Technology can help change that perception. Advanced solutions can already automatically extract, code, and process AE data. Soon, more PV operations will adopt AI to produce earlier, clearer, and more granular accounts of safety issues. That means they’ll have more opportunities to influence prescribers in a positive and proactive manner. Emerging tools will also encourage greater openness across the industry and promote impartial comparisons of alternative products. This will drive more trust, collaboration—and ultimately fewer ADRs.
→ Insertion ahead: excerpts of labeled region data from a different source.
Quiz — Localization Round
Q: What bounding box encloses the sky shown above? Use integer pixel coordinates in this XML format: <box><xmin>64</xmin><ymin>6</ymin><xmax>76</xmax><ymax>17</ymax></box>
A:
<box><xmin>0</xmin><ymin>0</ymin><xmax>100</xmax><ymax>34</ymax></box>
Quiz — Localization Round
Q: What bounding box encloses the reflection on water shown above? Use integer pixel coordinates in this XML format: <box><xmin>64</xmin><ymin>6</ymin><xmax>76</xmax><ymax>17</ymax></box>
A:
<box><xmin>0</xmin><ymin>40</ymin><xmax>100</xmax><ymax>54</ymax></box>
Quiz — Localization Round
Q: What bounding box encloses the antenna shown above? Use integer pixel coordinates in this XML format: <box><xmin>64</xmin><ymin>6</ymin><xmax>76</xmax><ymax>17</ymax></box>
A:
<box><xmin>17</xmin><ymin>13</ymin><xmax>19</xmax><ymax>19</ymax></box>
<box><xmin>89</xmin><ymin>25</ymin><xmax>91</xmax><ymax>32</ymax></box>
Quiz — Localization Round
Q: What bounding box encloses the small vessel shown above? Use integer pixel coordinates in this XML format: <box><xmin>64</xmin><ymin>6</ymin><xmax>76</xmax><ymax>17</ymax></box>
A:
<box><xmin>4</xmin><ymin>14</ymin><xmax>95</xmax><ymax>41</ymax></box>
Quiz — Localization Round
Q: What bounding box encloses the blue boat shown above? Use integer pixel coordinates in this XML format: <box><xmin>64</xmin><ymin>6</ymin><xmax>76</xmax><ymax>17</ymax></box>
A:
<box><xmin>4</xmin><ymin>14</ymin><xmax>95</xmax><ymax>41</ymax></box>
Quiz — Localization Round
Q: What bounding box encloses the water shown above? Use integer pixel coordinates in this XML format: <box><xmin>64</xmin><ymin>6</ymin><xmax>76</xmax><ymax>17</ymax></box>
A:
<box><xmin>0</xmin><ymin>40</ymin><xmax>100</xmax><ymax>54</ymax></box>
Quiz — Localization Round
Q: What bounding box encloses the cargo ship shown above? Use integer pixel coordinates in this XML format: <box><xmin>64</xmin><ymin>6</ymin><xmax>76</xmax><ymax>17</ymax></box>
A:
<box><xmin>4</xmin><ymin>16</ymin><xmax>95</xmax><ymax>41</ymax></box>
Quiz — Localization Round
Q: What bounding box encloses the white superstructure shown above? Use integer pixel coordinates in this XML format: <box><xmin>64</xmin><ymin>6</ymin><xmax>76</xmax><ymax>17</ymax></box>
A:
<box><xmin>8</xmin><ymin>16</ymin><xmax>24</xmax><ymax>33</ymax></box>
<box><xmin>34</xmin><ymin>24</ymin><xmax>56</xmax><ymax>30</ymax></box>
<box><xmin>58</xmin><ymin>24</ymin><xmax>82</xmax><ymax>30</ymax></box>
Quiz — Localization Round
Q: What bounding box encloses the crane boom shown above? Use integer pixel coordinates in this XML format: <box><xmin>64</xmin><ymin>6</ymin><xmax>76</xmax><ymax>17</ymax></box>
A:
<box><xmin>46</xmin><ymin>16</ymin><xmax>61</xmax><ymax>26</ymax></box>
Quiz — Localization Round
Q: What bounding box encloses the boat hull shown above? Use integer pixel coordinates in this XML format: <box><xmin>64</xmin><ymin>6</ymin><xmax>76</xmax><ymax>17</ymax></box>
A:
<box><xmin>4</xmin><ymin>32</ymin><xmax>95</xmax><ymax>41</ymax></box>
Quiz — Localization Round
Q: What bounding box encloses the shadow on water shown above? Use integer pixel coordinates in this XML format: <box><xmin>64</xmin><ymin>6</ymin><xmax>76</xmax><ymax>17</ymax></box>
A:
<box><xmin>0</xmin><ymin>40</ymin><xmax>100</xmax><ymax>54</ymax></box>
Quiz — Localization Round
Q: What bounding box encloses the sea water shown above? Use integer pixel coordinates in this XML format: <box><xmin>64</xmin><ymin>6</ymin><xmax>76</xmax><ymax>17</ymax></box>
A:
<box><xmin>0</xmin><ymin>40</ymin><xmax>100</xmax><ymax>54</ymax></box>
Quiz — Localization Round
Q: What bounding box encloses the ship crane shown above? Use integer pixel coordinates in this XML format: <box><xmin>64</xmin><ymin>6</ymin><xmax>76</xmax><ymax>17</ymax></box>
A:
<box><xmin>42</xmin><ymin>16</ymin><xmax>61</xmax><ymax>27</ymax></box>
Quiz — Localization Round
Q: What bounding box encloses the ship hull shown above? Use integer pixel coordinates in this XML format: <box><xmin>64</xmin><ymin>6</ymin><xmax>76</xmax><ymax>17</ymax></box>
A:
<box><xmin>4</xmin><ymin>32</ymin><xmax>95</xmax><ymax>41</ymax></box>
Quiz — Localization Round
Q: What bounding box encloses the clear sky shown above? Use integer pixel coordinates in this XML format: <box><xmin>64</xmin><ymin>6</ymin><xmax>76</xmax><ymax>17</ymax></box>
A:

Transforming the science at the heart of pharmacovigilance
There’s been a lot of progress in developing a scalable and sustainable PV operating model for the industry. Companies are creating solutions that apply AI across the entire information value chain for end-to-end case
processing, aggregate reporting, and signal detection/ evaluation automation. At Genpact, for example, we’re helping several life sciences companies transform their PV operations. We’re doing this using an AI-based product that integrates optical character recognition, robotic process automation, natural language processing, and machine learning technologies.
This AI-led PV system automatically extracts and codes AE data from multiple source formats to reduce case processing effort and increase the sensitivity and speed of signal detection. These same AI technologies are transforming the science at the heart of the PV analytics challenge. Signal-management tools of the future will scrape the web for meaningful data related to a particular drug. The system will automatically identify analogues based on logical constructs like drug class and therapeutic area, as well as less intuitive factors. In addition, data features of historical safety issues with other drugs will help predict future safety issues associated with new drugs.